So much wrong with this. 

First of all, you CANNOT tell by that description whether or not the dog was aggressive. NO way, no how.

Second of all, there are TONS of people in this country that walk their Dog Aggressive dogs off lead. I hear horror stories every day, and have met many such dogs unfortunately. 

A LOT of owners are NOT upfront about their dog's issues, are in denial, or just don't realize it. I meet people like this with dogs on leash and off, and there are hundreds of such stories here on the forums about it.

There is a reason there are 3 sets of shots given, because they do not know when the mother's immunity will wear off and when the dog will be able to use the shot. The second shot may not take and the mother's immunity could wear off before you get the third shot, leaving your puppy completely at risk for viruses like parvo, but if you are already taking the chance walking it, then that is that. BUT, the third shot does NOT only contain rabies (shouldn't contain rabies at all, that is a completely seperate shot that should be given at a different time) and is important for your dog's health before meeting other strange dogs in strange places.

Dogs can carry rabies for up to 6 months before showing signs. While it is EXTREMELY unlikely that you meet a DOG with rabies while out walking, you would not always be able to tell if the dog had rabies or not. 

Just isn't worth the risk to me. I can go home and call a friend over for a doggie play date instead and keep my dogs safe.


----------



## amaris (Jan 6, 2011)

quick question from a newbie

Is it counted as socialization when the dog is only exposed to the same set of dogs repeatedly? I've always been under the assumption that socialization is in reference to exposing the puppy/dog to as many new experiences as possible.


----------



## DJEtzel (Feb 11, 2010)

amaris said:


> quick question from a newbie
> 
> Is it counted as socialization when the dog is only exposed to the same set of dogs repeatedly? I've always been under the assumption that socialization is in reference to exposing the puppy/dog to as many new experiences as possible.
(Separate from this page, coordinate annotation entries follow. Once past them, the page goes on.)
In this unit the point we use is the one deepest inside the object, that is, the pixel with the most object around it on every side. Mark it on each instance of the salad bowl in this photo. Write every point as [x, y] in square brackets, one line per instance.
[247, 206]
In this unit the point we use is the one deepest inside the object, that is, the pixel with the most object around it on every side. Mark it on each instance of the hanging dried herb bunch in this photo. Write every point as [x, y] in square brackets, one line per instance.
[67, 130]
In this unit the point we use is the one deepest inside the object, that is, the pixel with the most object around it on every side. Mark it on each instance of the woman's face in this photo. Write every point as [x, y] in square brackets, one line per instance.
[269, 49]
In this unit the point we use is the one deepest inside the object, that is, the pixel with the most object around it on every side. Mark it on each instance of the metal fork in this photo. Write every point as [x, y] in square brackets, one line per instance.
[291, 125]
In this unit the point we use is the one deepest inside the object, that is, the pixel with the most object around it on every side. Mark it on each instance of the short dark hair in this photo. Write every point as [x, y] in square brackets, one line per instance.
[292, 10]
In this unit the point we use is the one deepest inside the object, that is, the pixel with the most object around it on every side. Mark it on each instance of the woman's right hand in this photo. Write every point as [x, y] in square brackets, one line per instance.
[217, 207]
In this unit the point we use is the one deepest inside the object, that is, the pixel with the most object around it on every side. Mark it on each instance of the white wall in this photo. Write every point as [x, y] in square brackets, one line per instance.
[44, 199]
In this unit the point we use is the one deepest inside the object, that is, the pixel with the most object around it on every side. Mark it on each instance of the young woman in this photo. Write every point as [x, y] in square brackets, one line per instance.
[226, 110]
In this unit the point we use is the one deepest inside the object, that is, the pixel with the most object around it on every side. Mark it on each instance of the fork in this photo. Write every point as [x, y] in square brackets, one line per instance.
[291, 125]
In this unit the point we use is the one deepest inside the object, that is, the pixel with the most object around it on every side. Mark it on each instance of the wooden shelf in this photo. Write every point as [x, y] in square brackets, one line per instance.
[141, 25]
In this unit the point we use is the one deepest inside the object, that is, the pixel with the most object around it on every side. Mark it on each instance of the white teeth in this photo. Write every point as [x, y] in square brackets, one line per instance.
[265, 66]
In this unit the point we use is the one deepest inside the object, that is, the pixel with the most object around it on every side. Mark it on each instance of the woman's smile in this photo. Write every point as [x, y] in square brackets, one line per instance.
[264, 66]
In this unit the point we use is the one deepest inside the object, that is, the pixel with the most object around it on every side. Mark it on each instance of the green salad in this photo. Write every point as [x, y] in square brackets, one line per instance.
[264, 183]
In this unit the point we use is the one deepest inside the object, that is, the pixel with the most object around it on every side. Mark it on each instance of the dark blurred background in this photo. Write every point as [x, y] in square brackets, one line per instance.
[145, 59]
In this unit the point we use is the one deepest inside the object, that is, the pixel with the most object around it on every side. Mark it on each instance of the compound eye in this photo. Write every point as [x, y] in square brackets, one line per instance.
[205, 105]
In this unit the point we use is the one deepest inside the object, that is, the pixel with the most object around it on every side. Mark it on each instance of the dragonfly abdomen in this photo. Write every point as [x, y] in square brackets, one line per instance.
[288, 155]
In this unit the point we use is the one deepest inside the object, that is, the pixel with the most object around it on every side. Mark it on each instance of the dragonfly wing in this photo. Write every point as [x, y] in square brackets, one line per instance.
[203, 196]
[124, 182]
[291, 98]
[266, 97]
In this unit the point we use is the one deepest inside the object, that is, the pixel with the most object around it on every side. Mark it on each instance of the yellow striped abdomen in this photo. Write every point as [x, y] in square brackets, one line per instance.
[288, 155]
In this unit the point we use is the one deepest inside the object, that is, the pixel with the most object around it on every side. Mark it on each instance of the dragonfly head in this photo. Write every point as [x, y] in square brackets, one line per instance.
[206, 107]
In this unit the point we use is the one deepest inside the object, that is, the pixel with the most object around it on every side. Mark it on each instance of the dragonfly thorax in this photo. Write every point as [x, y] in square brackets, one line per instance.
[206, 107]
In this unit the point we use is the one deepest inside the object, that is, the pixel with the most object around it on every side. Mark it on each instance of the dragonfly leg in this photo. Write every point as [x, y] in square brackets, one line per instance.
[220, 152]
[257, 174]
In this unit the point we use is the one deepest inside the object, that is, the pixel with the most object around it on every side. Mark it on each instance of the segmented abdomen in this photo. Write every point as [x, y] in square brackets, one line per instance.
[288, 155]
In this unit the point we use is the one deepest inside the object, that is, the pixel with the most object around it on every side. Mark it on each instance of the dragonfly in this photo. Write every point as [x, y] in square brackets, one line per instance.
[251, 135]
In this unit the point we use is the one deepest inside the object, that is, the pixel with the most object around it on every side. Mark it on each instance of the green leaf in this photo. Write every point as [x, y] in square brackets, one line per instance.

I consider it socialization when the dog is being shown NEW experiences. Playing with large and small dogs would be different, but IMO playing with 10 different labs (assuming they're all friendly) is the same as playing with one. They just need to meet safe friendly dogs to learn how to interact with dogs period.


----------



## amaris (Jan 6, 2011)

DJEtzel said:


> I consider it socialization when the dog is being shown NEW experiences. Playing with large and small dogs would be different, but IMO playing with 10 different labs (assuming they're all friendly) is the same as playing with one. They just need to meet safe friendly dogs to learn how to interact with dogs period.



got it  Thanks


----------



## Falkosmom (Jul 27, 2011)

martemchik said:


> Everytime this comes up someone asks, "why does your dog need to meet other dogs?" Come on people, everyone is in a different situation and some people like their dogs saying hello to other dogs.
> 
> It doesn't sound like that dog was aggressive. Most people that walk their dog either off lead or on lead on a pretty long hike care a lot about their dog and it is probably a good dog. There are very few people out there that will allow their dog aggressive dog to meet/attack a puppy. I don't know where this mistrust is from but the majority of dog owners I have met are very upfront about their dogs issues and usually if they ask about meeting it means they know their dog is a good dog.
> 
> ...


Well said.

I take my dogs everywhere and we always encounter dogs. I expect my dogs to be accustomed to this and to accept it as routine. Besides, my adult loves dogs and my pup is good with them as long as he is not on a leash, (but I am working on this.)


----------



## kiya (May 3, 2010)

I pick and choose who my dog physcially meets, outside of our pack she has a friend and her brother to visit. I am very happy when at crowded fairs my dog just "looks" and continues happily on our way when passing another dog. I don't want to be friends with everyone in the street. I much rather have a dog that has good manors and seeing other dogs is no big deal.


----------



## Anastasia (Oct 7, 2011)

The only other person I know that has dogs is my Aunt, she has an out of control untrained 2 year old lab that I don't trust. I live in the very populated northeast and you can't walk a dog in my neighborhood without running into 4 or 5 dogs.
I took him out to the middle of nowhere for a hike hoping that we wouldn't run into any dogs but we did. Do I want him to be socialized and have a healthy well adjusted attitude around all people and dogs, of course. Do I feel he needs dog friends and play dates to be happy, no. The fact of the matter is you can't go anywhere without seeing another dog and my question was what is the best, way to handle that. If there is no tips or hints then fine I'll figure it out and hope I don't ruin my puppy in the process. Just thought I'd ask those with more experience than myself.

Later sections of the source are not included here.